Escribir a 1/60 segundos

Las condiciones de luz disponibles para tomar fotografías me suelen obligar a usar velocidades de obturación cercanas a los 1/60 segundos, si no es que tengo que utilizar todo lo firme que me permite mi pulso arruinado y captar sujetos y lugares a 1/30. Es decir, trabajo usualmente en el límite de mis capacidades, procurando que la técnica, el ojo y la mano se alineen de una forma no tanto armoniosa como sí posible, apenas. Parecería que cualquier fracción de segundo bastara para llevarme conmigo ese rostro, esa esquina, ese aparato que pasa delante del cristal; pero no, siempre existe el espacio del error, de la foto movida, de la imagen que no deja ver facciones o detalles que después, al procesarla, busco desesperadamente y que son imposibles de recuperar.

La escritura me sirve para cavar en los terrenos en los cuales hay enterrados huesos, piezas usadas todos los días por quienes se han ido –tenedores, afiladores de cuchillos, lavadoras, vajillas enteras, automóviles estropeados-, animales muertos y espacios que fueron saqueados y desocupados por sus dueños originales y sus andamiadores. Utilizo la velocidad que me permite la memoria y la evocación a través de las palabras, que se deforman y quedan movidas como aquellas esquinas y aquellas facciones.
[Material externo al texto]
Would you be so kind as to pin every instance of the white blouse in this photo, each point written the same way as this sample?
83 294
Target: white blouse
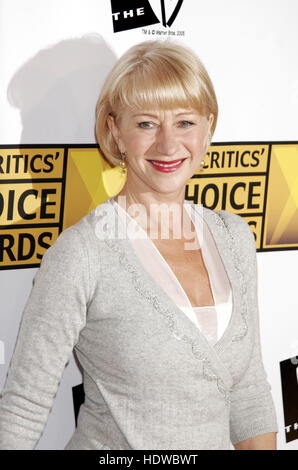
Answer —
211 320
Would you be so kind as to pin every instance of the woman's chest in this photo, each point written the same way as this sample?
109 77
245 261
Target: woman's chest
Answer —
189 268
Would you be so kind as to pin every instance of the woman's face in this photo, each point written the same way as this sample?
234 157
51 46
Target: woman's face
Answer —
151 137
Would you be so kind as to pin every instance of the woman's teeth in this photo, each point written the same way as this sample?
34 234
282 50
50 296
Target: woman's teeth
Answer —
167 165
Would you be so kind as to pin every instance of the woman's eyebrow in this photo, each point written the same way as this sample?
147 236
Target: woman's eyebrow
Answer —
184 113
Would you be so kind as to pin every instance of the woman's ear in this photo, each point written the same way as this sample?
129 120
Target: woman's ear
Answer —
114 131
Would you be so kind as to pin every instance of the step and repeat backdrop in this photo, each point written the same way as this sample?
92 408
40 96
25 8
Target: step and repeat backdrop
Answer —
54 58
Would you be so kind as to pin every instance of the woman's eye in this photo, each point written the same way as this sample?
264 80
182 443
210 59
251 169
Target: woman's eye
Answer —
186 123
145 125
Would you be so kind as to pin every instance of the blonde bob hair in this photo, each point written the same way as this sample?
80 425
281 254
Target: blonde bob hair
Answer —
153 75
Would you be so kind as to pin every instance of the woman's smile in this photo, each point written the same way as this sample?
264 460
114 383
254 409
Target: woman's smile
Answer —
157 144
167 167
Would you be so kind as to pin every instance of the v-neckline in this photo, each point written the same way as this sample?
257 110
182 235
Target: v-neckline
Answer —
166 264
170 304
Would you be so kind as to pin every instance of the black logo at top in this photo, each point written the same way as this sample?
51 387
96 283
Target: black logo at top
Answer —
131 14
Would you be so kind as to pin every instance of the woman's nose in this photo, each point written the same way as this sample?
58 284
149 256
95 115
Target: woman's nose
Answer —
166 141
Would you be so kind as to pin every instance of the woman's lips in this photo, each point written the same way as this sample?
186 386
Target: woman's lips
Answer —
167 167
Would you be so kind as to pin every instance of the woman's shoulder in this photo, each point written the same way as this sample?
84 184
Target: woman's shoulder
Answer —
232 226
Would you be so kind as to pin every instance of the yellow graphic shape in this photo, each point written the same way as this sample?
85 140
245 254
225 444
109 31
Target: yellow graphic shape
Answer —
90 181
282 207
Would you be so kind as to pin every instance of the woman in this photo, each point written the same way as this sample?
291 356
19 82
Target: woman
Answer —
165 328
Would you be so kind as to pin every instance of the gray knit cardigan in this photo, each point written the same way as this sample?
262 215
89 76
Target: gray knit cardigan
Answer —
151 379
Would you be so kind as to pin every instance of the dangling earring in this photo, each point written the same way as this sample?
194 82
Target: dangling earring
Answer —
208 143
122 162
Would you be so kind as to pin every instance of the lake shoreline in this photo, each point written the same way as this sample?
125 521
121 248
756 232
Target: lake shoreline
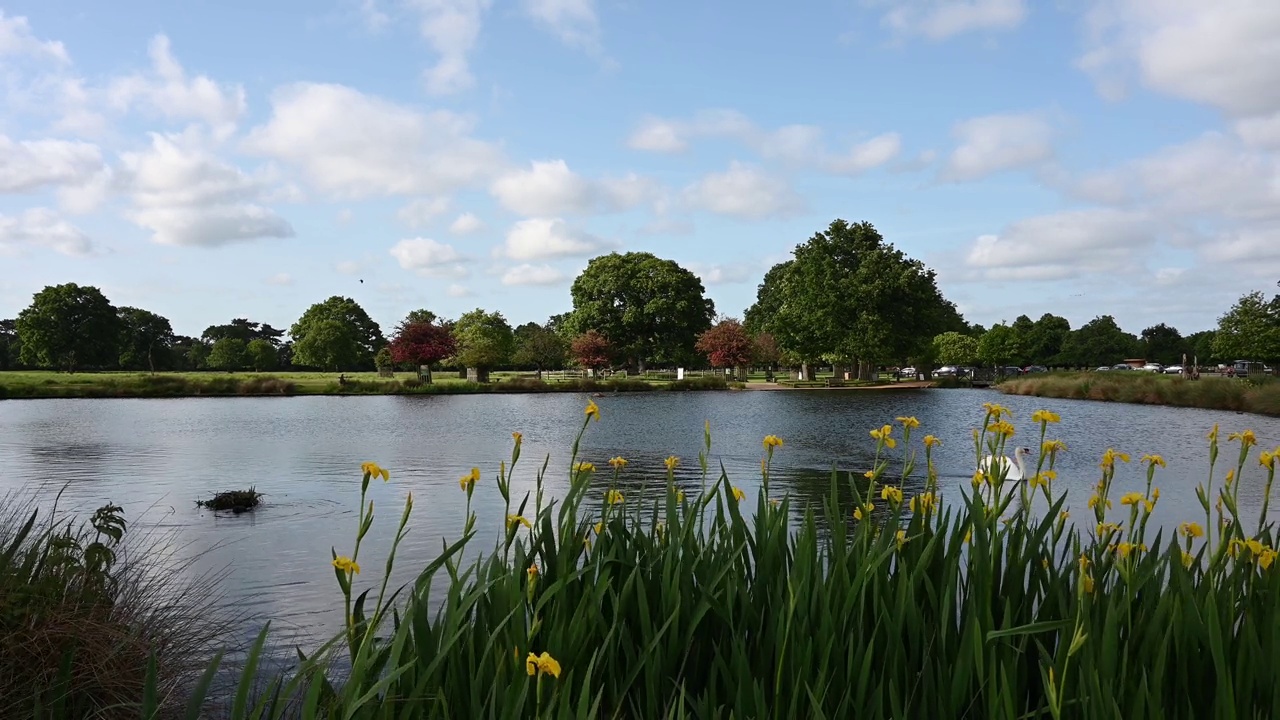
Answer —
63 386
1260 396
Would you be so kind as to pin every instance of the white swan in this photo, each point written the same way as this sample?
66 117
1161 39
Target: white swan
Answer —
1014 472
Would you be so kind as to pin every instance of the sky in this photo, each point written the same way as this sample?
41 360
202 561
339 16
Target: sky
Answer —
214 160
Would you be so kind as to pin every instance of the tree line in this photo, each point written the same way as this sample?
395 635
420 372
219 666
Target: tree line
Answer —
846 299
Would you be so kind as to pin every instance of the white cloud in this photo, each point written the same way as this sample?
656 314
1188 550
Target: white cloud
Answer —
940 19
1223 54
1261 131
798 145
574 22
992 144
743 191
353 145
533 274
1211 176
723 273
552 188
28 165
466 223
451 27
424 210
869 154
657 135
170 94
190 197
1063 245
543 238
42 227
18 41
429 258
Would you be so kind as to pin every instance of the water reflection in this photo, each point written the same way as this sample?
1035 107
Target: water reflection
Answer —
158 456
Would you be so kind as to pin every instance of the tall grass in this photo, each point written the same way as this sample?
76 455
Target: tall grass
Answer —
716 605
83 613
1252 395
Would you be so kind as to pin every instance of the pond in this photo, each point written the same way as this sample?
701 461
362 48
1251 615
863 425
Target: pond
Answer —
155 458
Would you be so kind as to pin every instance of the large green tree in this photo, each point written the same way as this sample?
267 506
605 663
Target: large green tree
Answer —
329 345
228 354
850 295
652 310
1001 345
539 347
144 338
243 328
1249 329
1043 342
484 341
955 349
359 329
1100 342
69 327
1162 343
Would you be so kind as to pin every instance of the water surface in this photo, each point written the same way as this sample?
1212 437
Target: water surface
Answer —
158 456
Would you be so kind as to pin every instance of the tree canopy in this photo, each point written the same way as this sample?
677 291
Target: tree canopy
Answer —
144 337
727 345
242 328
590 350
539 347
484 340
848 295
1249 329
69 327
649 309
1100 342
357 328
421 342
955 349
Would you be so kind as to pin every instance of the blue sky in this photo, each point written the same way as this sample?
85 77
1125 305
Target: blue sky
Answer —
210 160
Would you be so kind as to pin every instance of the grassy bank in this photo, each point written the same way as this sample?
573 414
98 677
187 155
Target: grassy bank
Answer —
82 613
44 384
718 605
1253 395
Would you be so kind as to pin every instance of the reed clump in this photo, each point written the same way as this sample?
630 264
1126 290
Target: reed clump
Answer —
233 501
712 604
92 625
1252 395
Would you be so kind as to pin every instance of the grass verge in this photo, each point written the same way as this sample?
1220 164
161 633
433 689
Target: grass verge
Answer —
196 384
1252 395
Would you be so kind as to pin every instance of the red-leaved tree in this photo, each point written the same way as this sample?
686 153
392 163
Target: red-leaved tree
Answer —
421 343
590 350
726 345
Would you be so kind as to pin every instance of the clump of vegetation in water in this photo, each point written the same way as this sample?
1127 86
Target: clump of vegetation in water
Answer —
92 625
705 604
234 501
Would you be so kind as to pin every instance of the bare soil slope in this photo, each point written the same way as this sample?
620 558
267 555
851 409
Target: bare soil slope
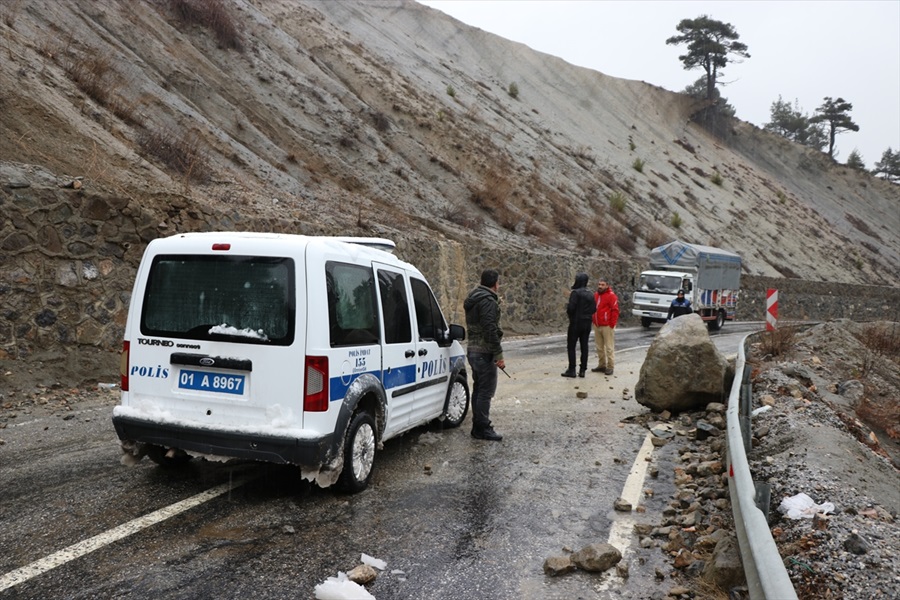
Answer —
388 117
Pero, cuando estoy escribiendo relatos y cuando tomo fotografías, al final de cuentas, preciso de las mismas cosas: el pulso firme, la búsqueda de una composición que me permita desentrañar existencias perdidas en una nada densa; requiero, en ambos casos, de un trabajo de atención extrema a los detalles y a los pequeños giros de la realidad y sus estratos.

Me he preguntado –me han preguntado- que cómo armonizo las labores de escritura y fotografía, y mis respuestas siempre son vagas o complacientes, o buscan en todos los casos describir algo que para mí es natural: todo se reduce a congelar una breve parcela del mundo. No he encontrado la contradicción o la divergencia de ambos abordajes creativos, porque ambos llevan la fuerza del alfileretazo de la caja que clava a los insectos y los fija para siempre encima de la felpa roja del tiempo.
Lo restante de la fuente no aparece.